About

A competitive tennis player since childhood, Sheila Ohlsson Walker, CFA, Ph.D. knows first-hand the power of sport to embed life skills and mindsets that transfer into careers, relationships, and wellness habits that foster health and well-being across life. She knows that adults, through the relationships they form, can activate passion, possibility, and a sense of purpose in young people. Accordingly, her work is focused on parents, sport coaches, teachers and other adults who impact youth during powerful developmental chapters when lifelong habits are most seamlessly embedded. Relatedly, she seeks to empower young people with mindsets, knowledge and skills that support them in building self-narratives that catalyze holistic flourishing across life.

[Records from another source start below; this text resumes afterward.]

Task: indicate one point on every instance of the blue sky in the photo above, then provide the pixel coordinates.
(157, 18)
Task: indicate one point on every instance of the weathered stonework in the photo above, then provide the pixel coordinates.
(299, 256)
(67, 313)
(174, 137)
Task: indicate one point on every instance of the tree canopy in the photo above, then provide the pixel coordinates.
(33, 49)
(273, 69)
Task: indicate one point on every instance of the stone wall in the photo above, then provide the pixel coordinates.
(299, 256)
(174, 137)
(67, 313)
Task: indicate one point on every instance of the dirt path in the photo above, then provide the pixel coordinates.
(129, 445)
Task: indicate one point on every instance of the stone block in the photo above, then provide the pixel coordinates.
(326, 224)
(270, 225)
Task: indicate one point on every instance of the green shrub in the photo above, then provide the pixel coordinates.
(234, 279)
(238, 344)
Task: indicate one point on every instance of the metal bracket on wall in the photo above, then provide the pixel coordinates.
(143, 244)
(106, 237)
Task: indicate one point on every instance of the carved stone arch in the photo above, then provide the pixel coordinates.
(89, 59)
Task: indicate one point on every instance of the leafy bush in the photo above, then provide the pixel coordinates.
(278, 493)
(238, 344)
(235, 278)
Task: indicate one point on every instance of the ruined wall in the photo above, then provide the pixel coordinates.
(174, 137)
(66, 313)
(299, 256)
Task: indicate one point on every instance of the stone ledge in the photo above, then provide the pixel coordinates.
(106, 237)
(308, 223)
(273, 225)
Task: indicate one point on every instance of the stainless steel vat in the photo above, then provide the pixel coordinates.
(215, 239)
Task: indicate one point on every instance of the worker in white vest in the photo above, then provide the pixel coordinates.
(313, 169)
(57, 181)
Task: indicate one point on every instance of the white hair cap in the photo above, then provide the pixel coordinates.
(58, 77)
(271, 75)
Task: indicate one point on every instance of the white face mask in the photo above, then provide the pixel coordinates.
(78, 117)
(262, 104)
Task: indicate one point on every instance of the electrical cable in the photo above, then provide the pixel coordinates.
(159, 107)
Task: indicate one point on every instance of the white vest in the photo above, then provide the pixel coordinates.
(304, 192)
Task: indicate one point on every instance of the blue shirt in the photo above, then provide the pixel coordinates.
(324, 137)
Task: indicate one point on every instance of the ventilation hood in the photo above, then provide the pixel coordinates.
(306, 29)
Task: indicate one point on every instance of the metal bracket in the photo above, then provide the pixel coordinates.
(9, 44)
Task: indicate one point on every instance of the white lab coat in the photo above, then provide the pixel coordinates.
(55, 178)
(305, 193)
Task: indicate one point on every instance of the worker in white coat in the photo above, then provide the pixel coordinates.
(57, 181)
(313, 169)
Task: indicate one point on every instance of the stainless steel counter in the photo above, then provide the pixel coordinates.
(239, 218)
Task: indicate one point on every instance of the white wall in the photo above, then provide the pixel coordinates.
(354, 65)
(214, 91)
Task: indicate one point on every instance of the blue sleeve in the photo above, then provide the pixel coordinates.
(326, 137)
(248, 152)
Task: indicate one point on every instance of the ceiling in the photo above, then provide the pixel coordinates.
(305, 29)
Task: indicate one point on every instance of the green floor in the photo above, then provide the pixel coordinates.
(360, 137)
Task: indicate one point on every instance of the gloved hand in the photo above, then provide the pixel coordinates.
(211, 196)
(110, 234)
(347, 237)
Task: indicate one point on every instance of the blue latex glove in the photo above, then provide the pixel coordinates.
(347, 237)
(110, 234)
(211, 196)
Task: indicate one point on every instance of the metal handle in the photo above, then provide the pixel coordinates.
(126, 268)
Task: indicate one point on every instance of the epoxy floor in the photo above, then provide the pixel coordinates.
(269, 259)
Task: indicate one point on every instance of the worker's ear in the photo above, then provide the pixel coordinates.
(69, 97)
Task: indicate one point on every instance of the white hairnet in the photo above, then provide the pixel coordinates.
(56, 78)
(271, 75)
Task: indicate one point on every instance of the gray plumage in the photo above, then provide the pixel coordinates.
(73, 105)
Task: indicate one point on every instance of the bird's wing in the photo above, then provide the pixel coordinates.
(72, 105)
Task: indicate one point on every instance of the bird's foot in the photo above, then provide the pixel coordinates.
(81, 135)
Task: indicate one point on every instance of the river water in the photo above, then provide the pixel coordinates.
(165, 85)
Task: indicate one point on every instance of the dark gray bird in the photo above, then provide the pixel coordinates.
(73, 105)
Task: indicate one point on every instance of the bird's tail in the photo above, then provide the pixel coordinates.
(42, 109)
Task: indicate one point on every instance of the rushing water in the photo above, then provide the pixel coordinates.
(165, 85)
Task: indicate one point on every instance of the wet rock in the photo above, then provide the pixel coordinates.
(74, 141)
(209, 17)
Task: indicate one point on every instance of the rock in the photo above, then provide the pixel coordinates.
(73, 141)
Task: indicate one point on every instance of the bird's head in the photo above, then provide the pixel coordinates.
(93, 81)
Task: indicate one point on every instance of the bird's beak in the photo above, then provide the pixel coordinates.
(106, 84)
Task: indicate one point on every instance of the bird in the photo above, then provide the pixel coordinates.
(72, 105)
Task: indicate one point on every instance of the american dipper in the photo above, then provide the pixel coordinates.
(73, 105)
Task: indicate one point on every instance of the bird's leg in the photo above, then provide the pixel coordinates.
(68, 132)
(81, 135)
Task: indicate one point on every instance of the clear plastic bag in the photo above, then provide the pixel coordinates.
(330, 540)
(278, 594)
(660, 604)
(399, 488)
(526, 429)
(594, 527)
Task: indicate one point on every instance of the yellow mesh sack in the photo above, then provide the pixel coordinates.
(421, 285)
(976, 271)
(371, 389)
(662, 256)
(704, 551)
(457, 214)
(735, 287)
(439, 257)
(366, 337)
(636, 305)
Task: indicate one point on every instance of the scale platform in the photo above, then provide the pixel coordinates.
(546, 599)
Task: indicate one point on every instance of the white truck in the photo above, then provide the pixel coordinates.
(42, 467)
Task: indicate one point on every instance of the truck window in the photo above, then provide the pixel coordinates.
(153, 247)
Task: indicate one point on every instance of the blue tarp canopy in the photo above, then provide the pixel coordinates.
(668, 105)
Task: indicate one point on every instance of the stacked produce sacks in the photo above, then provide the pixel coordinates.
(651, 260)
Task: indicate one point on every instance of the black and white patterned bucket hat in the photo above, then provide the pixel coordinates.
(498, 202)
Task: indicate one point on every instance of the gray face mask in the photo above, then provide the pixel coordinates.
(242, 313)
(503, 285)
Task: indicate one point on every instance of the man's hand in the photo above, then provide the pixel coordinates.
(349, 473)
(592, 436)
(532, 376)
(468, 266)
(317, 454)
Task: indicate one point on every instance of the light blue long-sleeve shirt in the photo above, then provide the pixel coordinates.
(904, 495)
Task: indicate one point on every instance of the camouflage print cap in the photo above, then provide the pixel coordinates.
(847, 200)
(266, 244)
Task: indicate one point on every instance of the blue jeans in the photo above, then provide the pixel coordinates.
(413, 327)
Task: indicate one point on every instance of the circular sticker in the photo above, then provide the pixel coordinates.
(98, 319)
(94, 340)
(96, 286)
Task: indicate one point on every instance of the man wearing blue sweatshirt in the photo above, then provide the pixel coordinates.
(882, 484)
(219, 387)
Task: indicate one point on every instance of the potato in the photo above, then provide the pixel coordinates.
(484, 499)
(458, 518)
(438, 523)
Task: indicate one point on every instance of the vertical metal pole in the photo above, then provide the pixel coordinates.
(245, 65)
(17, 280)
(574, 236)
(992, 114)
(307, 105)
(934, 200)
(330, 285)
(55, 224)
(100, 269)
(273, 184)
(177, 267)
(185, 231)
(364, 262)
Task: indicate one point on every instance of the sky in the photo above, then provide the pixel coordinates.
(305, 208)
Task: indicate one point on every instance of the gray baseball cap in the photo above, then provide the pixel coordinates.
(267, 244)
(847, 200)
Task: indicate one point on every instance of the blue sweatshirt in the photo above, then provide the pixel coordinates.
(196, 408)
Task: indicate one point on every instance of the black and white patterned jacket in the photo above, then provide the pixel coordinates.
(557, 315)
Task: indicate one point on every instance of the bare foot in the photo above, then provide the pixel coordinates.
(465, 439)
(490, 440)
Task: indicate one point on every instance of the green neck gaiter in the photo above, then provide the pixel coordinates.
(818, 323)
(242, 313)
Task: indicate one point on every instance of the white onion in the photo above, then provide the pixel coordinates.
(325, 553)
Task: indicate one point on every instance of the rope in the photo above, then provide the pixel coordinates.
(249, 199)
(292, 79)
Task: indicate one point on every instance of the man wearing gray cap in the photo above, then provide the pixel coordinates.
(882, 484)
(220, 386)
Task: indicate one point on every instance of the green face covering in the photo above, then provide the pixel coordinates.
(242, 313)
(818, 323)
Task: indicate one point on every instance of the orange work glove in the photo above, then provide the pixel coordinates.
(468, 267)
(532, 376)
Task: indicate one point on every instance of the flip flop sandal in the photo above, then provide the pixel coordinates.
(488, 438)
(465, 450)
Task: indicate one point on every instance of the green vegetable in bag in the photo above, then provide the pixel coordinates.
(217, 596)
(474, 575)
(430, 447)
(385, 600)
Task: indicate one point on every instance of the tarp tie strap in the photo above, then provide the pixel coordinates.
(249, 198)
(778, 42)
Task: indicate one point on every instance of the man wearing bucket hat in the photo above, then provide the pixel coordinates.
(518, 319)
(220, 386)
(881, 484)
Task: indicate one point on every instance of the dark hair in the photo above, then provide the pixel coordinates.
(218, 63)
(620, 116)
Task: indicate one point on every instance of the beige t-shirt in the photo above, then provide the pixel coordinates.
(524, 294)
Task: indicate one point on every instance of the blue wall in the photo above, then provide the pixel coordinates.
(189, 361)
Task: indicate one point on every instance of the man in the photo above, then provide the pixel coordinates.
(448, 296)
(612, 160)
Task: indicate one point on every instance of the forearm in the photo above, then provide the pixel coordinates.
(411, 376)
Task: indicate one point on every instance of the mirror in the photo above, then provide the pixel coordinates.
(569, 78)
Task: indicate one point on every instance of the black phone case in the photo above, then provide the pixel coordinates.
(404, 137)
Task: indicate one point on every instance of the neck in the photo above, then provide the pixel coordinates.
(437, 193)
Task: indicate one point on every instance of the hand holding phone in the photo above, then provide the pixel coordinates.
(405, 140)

Dr. Walker received a B.S. in Finance at the University of Colorado, Boulder, and after a career as a portfolio manager for a buy side investment firm in Denver, she pivoted to academia. She earned a doctorate in Behavioral Genetics from the Social, Genetic and Developmental Psychiatry Centre at Kings College London, where she learned that the headline of biosocial science was clear: nurture (the environment) shapes nature (DNA) across life. The scientific truth about each individual’s capacity to express their human potential when context is supportive and engaging fostered a deep interest in translation and application of cutting-edge neuroscience, genetics, psychology, quantum physics and social science to create practical, accessible content that nourishes healthy development for people of all ages, especially youth.

Dr. Walker is a Senior Scientist at the Institute for Applied Research in Youth Development at Tufts University, a Visiting Assistant Professor at the Johns Hopkins University School of Education, and an Adjunct Assistant Professor of Pediatrics at the George Washington University School of Medicine and Health Sciences. She serves on the board of the U.S. Olympic and Paralympic Foundation, is a trustee of the Kent Denver School, and is a member of the United States Tennis Association’s Sport Science Committee. She lives in Denver, and her greatest pride and joy is being a mother to her three sons, Jack, Charlie and Wyatt.